In 1767, using vegetables to refer to a mixture of spinach, morels, rutabagas, and celery was specific enough for most speakers’ purposes, but that was before the average person was very likely to ever experience these organisms exclusively in their ready-to-eat forms. If everyone knows that a carrot is just the root of a whole plant, saying “carrot root” would be a waste of a syllable.
Today, the production side of the vegetable experience is the domain of hobbyists and career farmers.

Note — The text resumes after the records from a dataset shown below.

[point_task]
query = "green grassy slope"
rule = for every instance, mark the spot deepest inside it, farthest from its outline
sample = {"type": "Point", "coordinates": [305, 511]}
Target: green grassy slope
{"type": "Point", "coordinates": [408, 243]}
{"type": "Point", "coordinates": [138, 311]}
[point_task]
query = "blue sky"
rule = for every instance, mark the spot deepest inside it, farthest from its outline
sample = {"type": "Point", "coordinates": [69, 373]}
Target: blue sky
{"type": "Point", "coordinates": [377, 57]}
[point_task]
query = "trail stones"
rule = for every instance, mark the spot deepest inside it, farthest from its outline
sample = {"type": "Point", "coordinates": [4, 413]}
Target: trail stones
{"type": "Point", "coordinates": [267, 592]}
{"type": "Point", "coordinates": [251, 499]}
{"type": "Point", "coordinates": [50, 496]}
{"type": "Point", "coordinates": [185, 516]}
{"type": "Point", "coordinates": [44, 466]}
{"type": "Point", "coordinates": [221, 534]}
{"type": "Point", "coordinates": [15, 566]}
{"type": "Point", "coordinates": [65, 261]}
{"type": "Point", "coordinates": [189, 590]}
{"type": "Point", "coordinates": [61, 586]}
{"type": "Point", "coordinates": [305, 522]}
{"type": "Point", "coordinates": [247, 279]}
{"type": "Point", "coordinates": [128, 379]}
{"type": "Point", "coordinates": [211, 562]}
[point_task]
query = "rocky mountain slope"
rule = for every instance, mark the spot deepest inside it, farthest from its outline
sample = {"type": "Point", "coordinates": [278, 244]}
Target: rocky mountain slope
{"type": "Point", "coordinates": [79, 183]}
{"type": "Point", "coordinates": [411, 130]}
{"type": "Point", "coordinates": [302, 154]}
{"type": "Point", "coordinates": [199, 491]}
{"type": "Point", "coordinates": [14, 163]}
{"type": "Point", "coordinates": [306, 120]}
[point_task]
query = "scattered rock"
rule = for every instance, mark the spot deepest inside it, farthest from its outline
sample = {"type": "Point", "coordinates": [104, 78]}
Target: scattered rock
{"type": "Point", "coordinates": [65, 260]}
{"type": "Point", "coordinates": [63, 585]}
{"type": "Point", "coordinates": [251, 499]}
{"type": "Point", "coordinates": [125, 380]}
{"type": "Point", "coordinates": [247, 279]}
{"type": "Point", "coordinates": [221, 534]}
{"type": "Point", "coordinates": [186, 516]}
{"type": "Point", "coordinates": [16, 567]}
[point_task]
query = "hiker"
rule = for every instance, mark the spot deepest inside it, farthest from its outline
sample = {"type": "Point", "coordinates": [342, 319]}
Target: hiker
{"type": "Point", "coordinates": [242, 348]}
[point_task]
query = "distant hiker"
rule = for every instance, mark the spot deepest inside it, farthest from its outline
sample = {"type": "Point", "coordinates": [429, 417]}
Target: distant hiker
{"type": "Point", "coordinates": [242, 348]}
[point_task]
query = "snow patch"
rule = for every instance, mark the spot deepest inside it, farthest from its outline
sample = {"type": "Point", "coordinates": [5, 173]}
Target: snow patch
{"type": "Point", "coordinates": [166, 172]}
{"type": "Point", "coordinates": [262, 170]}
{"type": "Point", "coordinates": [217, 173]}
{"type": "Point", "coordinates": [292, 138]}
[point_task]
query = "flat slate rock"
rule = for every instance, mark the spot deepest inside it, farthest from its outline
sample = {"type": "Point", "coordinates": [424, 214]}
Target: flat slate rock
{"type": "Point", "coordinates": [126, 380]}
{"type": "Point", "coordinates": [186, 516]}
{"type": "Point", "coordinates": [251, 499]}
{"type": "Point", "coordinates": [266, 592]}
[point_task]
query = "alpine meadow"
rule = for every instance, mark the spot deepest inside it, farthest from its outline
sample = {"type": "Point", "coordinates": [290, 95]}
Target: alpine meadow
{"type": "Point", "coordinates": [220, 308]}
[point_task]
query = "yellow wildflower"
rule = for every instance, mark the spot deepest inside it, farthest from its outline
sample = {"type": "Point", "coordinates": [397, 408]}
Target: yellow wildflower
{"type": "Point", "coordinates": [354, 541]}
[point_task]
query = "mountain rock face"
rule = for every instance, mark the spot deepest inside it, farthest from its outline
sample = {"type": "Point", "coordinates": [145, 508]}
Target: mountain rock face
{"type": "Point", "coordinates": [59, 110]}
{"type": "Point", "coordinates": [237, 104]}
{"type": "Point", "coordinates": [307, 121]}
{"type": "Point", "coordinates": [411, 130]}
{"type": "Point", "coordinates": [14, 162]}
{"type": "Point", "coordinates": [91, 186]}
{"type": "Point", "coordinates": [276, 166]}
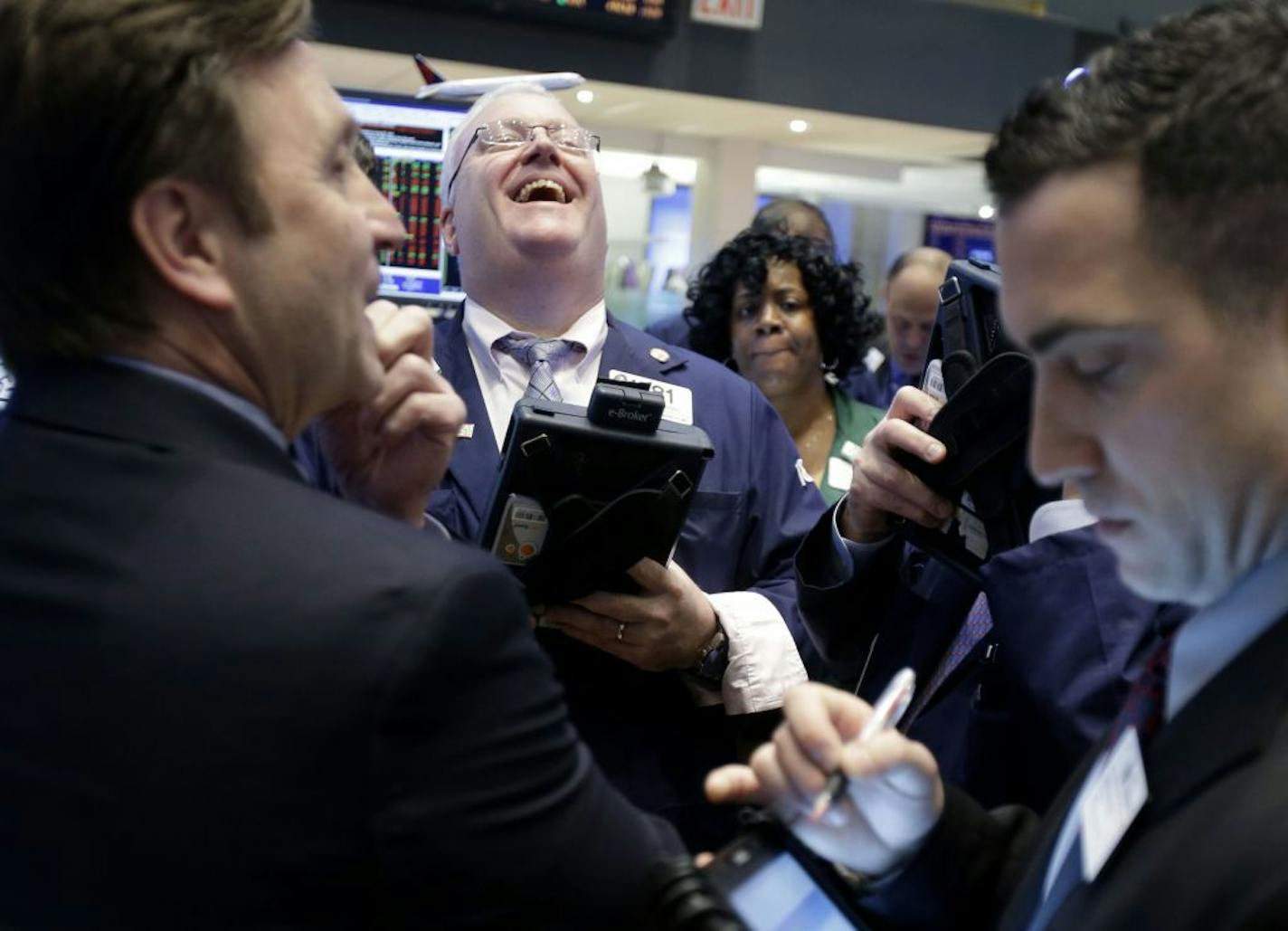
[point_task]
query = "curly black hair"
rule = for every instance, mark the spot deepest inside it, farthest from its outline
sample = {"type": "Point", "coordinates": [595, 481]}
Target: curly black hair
{"type": "Point", "coordinates": [835, 291]}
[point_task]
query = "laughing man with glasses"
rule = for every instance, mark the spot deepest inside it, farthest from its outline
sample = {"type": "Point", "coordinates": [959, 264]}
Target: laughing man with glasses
{"type": "Point", "coordinates": [658, 683]}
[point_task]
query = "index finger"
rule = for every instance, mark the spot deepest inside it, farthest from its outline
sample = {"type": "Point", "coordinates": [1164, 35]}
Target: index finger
{"type": "Point", "coordinates": [614, 605]}
{"type": "Point", "coordinates": [914, 406]}
{"type": "Point", "coordinates": [401, 331]}
{"type": "Point", "coordinates": [822, 718]}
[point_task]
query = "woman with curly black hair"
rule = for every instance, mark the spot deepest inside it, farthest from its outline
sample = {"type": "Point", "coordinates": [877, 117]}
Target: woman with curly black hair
{"type": "Point", "coordinates": [781, 310]}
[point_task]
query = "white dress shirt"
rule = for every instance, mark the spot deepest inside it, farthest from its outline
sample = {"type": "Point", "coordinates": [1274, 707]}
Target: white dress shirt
{"type": "Point", "coordinates": [1205, 645]}
{"type": "Point", "coordinates": [762, 658]}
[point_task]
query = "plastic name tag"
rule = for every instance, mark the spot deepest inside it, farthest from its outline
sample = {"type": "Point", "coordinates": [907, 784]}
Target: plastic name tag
{"type": "Point", "coordinates": [934, 381]}
{"type": "Point", "coordinates": [838, 473]}
{"type": "Point", "coordinates": [1114, 797]}
{"type": "Point", "coordinates": [679, 399]}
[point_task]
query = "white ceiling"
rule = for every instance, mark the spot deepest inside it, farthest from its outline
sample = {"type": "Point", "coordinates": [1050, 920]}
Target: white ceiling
{"type": "Point", "coordinates": [841, 156]}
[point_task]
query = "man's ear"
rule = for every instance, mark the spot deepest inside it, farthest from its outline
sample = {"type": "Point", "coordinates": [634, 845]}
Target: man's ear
{"type": "Point", "coordinates": [447, 221]}
{"type": "Point", "coordinates": [185, 236]}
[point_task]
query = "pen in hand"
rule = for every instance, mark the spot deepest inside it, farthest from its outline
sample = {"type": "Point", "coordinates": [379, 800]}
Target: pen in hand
{"type": "Point", "coordinates": [886, 714]}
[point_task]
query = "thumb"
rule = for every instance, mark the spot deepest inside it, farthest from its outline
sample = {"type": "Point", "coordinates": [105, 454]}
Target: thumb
{"type": "Point", "coordinates": [733, 784]}
{"type": "Point", "coordinates": [649, 574]}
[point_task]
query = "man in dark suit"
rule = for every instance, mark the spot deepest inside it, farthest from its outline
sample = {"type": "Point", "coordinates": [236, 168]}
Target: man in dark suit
{"type": "Point", "coordinates": [227, 699]}
{"type": "Point", "coordinates": [657, 681]}
{"type": "Point", "coordinates": [1160, 346]}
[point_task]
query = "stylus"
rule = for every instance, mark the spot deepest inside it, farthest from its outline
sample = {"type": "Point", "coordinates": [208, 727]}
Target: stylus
{"type": "Point", "coordinates": [886, 714]}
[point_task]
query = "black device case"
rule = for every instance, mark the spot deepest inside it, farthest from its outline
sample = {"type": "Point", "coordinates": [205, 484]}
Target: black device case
{"type": "Point", "coordinates": [984, 426]}
{"type": "Point", "coordinates": [610, 496]}
{"type": "Point", "coordinates": [762, 839]}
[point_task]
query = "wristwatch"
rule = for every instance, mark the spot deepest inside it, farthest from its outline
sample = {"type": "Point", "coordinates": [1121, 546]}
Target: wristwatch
{"type": "Point", "coordinates": [714, 658]}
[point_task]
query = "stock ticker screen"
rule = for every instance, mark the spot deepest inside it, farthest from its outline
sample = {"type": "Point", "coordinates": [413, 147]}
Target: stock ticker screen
{"type": "Point", "coordinates": [410, 138]}
{"type": "Point", "coordinates": [640, 18]}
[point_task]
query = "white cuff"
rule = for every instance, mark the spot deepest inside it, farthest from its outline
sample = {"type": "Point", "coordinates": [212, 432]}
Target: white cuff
{"type": "Point", "coordinates": [762, 658]}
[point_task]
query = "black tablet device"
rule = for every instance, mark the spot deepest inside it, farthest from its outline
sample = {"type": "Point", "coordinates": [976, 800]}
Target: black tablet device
{"type": "Point", "coordinates": [774, 884]}
{"type": "Point", "coordinates": [583, 493]}
{"type": "Point", "coordinates": [987, 388]}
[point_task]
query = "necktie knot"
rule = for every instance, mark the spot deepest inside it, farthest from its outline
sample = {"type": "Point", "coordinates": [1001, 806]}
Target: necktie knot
{"type": "Point", "coordinates": [540, 356]}
{"type": "Point", "coordinates": [1144, 706]}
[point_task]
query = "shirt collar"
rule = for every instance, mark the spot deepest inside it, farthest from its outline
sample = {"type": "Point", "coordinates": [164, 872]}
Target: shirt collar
{"type": "Point", "coordinates": [222, 395]}
{"type": "Point", "coordinates": [1059, 517]}
{"type": "Point", "coordinates": [1218, 632]}
{"type": "Point", "coordinates": [483, 328]}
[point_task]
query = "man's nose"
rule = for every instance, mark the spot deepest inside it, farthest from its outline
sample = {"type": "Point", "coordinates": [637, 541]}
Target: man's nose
{"type": "Point", "coordinates": [540, 146]}
{"type": "Point", "coordinates": [1062, 448]}
{"type": "Point", "coordinates": [386, 225]}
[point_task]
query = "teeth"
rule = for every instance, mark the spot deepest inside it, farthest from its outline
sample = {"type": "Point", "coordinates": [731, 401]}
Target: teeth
{"type": "Point", "coordinates": [541, 183]}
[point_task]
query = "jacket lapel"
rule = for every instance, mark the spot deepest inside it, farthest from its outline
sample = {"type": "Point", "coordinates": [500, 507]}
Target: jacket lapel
{"type": "Point", "coordinates": [622, 355]}
{"type": "Point", "coordinates": [1202, 743]}
{"type": "Point", "coordinates": [474, 459]}
{"type": "Point", "coordinates": [1249, 690]}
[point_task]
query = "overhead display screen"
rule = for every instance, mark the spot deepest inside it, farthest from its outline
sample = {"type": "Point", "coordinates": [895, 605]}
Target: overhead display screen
{"type": "Point", "coordinates": [626, 17]}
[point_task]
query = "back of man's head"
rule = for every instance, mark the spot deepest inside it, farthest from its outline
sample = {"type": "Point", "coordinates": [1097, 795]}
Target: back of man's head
{"type": "Point", "coordinates": [97, 100]}
{"type": "Point", "coordinates": [1199, 106]}
{"type": "Point", "coordinates": [793, 218]}
{"type": "Point", "coordinates": [935, 261]}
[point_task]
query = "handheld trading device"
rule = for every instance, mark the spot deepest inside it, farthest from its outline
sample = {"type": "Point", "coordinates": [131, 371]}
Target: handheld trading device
{"type": "Point", "coordinates": [586, 492]}
{"type": "Point", "coordinates": [987, 388]}
{"type": "Point", "coordinates": [773, 882]}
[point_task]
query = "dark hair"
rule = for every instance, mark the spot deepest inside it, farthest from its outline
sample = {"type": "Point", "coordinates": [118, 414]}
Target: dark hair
{"type": "Point", "coordinates": [1199, 104]}
{"type": "Point", "coordinates": [777, 216]}
{"type": "Point", "coordinates": [98, 98]}
{"type": "Point", "coordinates": [835, 291]}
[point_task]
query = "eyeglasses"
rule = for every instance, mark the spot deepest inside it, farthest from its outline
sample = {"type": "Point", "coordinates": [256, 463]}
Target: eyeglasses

Everyone else has a case of what botanists call plant blindness: the inability to recognize plants native to the local biome or dinner plate by sight. And a national epidemic of botanical-visual impairment can inhibit informed opinions on vegetable matters like agricultural subsidies, genetically modified foods, and seed patents (let alone broader, more complex issues like climate change). On a personal level, it could can to a lifelong disconnect from a huge portion of the biosphere we rely on to live.
How many of us outside of industrial agriculture can picture what the whole plant looks like, unharvested? What about whole, ripe mushrooms that won’t kill you or get you high? What do young cucumber plants look like when they’re healthy? If you’ve never grown olives, maize, or pumpkins, how will you know not to bother with them during the apocalypse because they all use way too much water to grow? And if the whole category of vegetables is something that you encounter primarily on a salad menu or in Veggie Tales, what are the chances you’ll ever feel empowered to grow or gather them yourself?
This cultural removal from the other side of the kitchen has been going on since the dawn of industrialization, but nothing has brought it to public attention like the rise of the Internet. Without broad access to scientific information, the fact that a scientific definition doesn’t match an experiential one could never have been the subject of such impassioned discourse. Might the fact that it has portend a new turn? What if we took advantage of the opportunity to bring botany and agriculture into the kitchen? What could it do for our farms and our appetites?
Then again, there is a wealth of history embedded in words like vegetable. “The ambiguities of language,” writes sociolinguist Sali A. Tagliamonte, “are its stepping stones through time.” As long as we don’t forget what bulbs and tubers are, using words like vegetable can be part of a healthy relationship with both ambiguity and the vague, agglomerated past, like a t-shirt with an old-timey portrait of a guy with a handlebar mustache holding a cat. We can question old wisdom and still like the sound of it. We can be divorced from our plant-raising heritage by enslavement and urbanization and still defy all expectations to reclaim our roots. Maybe we are also capable of marveling at the astonishing complexity of the living world while simultaneously marveling at what vegetable represents about our long and troubled relationship with the plants on our plates.